Les Echos. 7 février 2011 par Vincent Collen (merci à C.M.)
La Cour des comptes épingle la campagne de vaccination contre la grippe A (H1N1). Elle a coûté de 680 à 760 millions d'euros, au moins 140 millions de plus que l'estimation du gouvernement.
Un an après l'épidémie de grippe A (H1N1), la polémique sur le coût de la campagne de vaccination rebondit. Dans un rapport qui vient d'être remis au Sénat, la Cour des comptes estime qu'elle a coûté entre 685 et 756 millions d'euros. Soit de 137 à 208 millions de plus que l'estimation du gouvernement, faite par la Direction générale de la santé (DGS) en septembre dernier.

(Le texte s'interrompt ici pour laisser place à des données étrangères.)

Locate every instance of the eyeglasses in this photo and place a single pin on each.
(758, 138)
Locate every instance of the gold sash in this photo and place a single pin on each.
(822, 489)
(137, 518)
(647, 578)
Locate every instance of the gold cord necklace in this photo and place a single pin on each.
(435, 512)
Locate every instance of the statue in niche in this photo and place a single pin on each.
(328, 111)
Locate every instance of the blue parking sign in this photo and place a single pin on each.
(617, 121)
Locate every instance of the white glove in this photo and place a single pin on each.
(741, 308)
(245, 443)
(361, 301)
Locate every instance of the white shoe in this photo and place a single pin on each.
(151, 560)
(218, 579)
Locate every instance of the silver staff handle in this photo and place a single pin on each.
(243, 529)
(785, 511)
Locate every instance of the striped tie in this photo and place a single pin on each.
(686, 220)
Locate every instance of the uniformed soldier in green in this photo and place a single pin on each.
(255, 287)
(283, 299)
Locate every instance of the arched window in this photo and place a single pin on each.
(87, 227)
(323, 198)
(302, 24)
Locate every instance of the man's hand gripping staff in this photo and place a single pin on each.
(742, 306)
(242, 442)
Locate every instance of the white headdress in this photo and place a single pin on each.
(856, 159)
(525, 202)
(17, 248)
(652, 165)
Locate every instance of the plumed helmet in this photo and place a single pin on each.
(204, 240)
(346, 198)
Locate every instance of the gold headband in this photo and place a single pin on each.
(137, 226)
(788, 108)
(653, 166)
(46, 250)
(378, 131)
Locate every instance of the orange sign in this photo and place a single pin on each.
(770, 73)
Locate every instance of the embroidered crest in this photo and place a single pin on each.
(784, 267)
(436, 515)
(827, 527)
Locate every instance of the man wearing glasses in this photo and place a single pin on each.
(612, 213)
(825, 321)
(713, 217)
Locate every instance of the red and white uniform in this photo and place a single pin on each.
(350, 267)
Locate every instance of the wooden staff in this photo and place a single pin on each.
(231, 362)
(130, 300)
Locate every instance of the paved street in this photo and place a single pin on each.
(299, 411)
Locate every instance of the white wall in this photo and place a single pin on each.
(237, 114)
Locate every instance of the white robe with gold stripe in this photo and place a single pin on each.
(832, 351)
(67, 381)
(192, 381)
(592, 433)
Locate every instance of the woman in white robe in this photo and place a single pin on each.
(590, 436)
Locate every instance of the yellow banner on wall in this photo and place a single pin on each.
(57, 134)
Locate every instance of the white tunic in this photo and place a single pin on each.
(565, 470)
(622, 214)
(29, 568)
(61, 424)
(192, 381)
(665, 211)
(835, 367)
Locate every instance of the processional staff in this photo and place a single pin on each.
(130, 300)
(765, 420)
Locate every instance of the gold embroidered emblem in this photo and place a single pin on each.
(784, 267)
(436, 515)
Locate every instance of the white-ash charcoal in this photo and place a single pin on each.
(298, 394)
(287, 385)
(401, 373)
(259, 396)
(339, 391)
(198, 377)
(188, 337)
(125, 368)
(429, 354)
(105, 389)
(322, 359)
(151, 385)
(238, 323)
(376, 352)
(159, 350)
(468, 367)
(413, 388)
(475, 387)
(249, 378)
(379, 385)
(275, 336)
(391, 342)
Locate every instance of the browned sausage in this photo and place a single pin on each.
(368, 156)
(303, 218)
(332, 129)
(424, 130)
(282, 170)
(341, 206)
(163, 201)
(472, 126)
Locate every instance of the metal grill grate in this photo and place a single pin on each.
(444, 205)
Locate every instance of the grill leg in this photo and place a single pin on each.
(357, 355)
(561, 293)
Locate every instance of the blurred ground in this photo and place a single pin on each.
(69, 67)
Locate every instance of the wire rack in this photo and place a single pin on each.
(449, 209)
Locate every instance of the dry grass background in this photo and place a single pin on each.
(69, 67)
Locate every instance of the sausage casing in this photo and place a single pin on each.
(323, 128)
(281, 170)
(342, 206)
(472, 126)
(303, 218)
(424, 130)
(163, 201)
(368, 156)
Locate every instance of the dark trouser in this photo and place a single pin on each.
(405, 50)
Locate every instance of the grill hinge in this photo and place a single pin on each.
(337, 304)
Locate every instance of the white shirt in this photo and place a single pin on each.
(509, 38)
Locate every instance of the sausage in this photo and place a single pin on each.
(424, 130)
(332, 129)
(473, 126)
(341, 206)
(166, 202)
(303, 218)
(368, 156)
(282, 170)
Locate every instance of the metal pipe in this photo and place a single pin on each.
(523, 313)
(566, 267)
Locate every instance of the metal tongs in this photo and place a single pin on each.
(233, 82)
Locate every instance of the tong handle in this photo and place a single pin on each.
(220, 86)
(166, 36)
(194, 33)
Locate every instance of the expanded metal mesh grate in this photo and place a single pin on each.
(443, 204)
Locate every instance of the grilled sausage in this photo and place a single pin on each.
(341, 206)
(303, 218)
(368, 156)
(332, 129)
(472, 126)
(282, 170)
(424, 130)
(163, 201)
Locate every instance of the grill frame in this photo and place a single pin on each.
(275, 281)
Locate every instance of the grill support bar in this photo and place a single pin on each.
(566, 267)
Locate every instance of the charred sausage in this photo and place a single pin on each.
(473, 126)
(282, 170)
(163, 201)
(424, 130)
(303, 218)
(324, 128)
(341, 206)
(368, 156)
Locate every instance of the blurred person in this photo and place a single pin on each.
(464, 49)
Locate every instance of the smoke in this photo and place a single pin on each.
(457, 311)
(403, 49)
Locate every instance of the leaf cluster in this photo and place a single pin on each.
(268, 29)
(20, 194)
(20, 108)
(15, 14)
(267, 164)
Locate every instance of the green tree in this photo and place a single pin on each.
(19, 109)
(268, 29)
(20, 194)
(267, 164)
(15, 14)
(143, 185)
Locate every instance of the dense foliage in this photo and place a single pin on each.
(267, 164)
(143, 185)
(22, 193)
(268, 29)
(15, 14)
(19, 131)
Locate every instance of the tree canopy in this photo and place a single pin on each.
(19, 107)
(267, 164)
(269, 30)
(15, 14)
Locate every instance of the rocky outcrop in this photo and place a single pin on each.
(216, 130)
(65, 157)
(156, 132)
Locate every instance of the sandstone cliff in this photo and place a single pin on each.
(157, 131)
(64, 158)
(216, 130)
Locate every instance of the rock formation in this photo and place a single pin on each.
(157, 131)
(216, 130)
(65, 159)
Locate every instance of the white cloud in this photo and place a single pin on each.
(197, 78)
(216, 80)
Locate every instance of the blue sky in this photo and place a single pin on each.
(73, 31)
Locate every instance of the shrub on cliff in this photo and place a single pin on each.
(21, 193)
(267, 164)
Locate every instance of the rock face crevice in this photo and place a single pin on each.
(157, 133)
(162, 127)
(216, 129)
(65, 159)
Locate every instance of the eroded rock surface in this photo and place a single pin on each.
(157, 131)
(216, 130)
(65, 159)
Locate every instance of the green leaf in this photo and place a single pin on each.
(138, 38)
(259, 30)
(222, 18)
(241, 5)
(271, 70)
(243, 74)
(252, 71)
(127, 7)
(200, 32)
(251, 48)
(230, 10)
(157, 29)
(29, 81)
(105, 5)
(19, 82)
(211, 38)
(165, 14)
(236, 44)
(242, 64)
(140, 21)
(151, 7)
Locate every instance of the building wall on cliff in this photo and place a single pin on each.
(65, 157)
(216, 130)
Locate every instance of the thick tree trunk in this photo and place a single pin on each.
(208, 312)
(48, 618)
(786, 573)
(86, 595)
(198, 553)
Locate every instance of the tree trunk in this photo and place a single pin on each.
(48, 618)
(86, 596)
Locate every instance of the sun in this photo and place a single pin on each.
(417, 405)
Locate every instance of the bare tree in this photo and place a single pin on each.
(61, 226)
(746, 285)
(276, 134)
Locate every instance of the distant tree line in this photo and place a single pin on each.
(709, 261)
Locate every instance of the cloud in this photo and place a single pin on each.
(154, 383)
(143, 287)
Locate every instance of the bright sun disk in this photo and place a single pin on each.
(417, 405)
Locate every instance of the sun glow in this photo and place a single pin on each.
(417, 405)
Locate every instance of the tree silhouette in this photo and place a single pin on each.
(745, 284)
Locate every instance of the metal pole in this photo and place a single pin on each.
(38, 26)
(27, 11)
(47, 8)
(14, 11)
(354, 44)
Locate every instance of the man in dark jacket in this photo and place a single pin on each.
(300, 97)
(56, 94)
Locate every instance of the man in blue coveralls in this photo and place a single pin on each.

Comment s'explique un tel écart ? D'abord, la Cour comptabilise les vaccins donnés à l'OMS (87 millions d'euros), contrairement au gouvernement. « Ce choix paraît logique, commente le sénateur UMP Alain Milon. Si ces vaccins n'ont pas été utilisés en France, il reste qu'ils n'auraient pas été acquis en l'absence de pandémie. » La Cour tient aussi compte des achats de masques de protection pour les agents de l'administration (39 millions). Elle retient enfin une évaluation plus élevée de l'indemnisation des professionnels de santé libéraux mobilisés (avec un écart maximal de 72 millions).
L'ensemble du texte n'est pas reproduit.